Oligosymptomatic celiac disease presentation is common among adults and presents a diagnostic challenge. The presence of malabsorption should be considered even in the presence of unclear momentary symptoms. Tetany may be seen as a presentation, caused by hypocalcemia and hypomagnesemia as a result of malabsorption from celiac disease.

References
  1. Trier JS. Celiac sprue. N Engl J Med. 1991 Dec 12;325(24):1709-19.
  2. Rampertab SD, Pooran N, Brar P, Singh P, Green PH. Trends in the presentation of celiac disease. Am J Med. 2006 Apr;119(4):355.e9-14.
  3. Tursi A, Giorgetti G, Brandimarte G, Rubino E, Lombardi D, Gasbarrini G. Prevalence and clinical presentation of subclinical/silent celiac disease in adults: an analysis on a 12-year observation. Hepatogastroenterology. 2001 Mar-Apr;48(38):462-4.  
  4. Mc Nicholas BA and Bell M. Coeliac disease causing symptomatic hypocalcaemia, osteomalacia and coagulopathy. BMJ Case Rep. 2010; Available from: doi:10.1136/bcr.09.2009.2262.

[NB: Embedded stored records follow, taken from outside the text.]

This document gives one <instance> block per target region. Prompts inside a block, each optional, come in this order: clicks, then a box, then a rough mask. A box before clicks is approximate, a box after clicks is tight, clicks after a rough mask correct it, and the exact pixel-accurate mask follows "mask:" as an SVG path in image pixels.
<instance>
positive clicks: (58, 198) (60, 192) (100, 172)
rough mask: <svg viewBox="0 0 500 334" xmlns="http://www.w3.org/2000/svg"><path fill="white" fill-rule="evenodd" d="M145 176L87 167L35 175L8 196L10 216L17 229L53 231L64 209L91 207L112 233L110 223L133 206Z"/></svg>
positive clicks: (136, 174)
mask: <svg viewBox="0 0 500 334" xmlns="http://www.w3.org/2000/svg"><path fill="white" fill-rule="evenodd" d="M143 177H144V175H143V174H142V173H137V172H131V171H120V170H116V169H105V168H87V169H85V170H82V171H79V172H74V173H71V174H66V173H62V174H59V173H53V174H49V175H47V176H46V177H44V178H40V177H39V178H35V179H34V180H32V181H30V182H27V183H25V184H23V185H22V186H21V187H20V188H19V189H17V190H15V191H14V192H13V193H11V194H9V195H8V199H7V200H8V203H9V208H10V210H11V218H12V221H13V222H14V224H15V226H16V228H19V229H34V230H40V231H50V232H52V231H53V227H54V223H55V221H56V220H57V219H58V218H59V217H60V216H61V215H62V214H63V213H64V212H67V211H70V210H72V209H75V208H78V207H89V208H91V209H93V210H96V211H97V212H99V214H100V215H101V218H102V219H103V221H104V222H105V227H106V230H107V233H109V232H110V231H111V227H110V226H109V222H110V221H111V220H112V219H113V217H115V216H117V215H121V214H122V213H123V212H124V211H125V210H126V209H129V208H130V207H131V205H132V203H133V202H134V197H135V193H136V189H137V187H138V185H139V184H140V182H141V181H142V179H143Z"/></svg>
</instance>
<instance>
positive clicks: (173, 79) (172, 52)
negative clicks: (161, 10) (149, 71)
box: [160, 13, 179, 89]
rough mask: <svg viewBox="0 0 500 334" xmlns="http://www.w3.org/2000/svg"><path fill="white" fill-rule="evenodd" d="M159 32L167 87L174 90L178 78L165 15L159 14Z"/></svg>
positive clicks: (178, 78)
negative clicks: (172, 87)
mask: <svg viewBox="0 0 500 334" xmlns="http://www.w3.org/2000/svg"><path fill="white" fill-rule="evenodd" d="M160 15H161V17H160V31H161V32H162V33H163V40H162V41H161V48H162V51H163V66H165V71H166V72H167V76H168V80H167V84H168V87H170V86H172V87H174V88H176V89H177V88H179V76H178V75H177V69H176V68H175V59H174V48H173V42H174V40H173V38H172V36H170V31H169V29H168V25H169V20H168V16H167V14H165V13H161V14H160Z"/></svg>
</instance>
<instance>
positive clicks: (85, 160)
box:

  5. Makharia GK, Baba CS, Khadgawat R, Lal S, Tevatia MS, Madan K et al. Celiac disease: variations of presentations in adults. Indian J Gastroenterol. 2007 Jul-Aug;26(4):162-6. 
  6. Cano Ruiz A, Barbado Hernandez FJ, Martin Scapa MA, ómez-Cerezo J, Vázquez Rodríguez JJ. Adult Celiac disease presenting as tetany. An Med Interna. 1996 Dec;13(12):592-4.
  7. Bottaro G, Cataldo F, Rotolo N, Spina M, CorazzaGR.The clinical pattern of subclinical/silent celiac disease: An analysis on 1026 consecutive cases. Am J Gastroenterol. 1999 Mar;94(3):691–6. 
  8. Corazza GR, Frisoni M, Treggiari EA et al. Clinical features of adult coeliac disease in Italy; in Mearin ML & Mulder CJJ (eds): Coeliac Disease: 40 Years Gluten Free.Dordrecht: Kluwer Academic Publishers. 1991;p117-21. 
  9. Dawson AM & Kumar PJ. Coeliac disease; in Booth CC & Neale G (eds): Disorders of the Small Intestine. Oxford: Blackwell. 1985;153-78.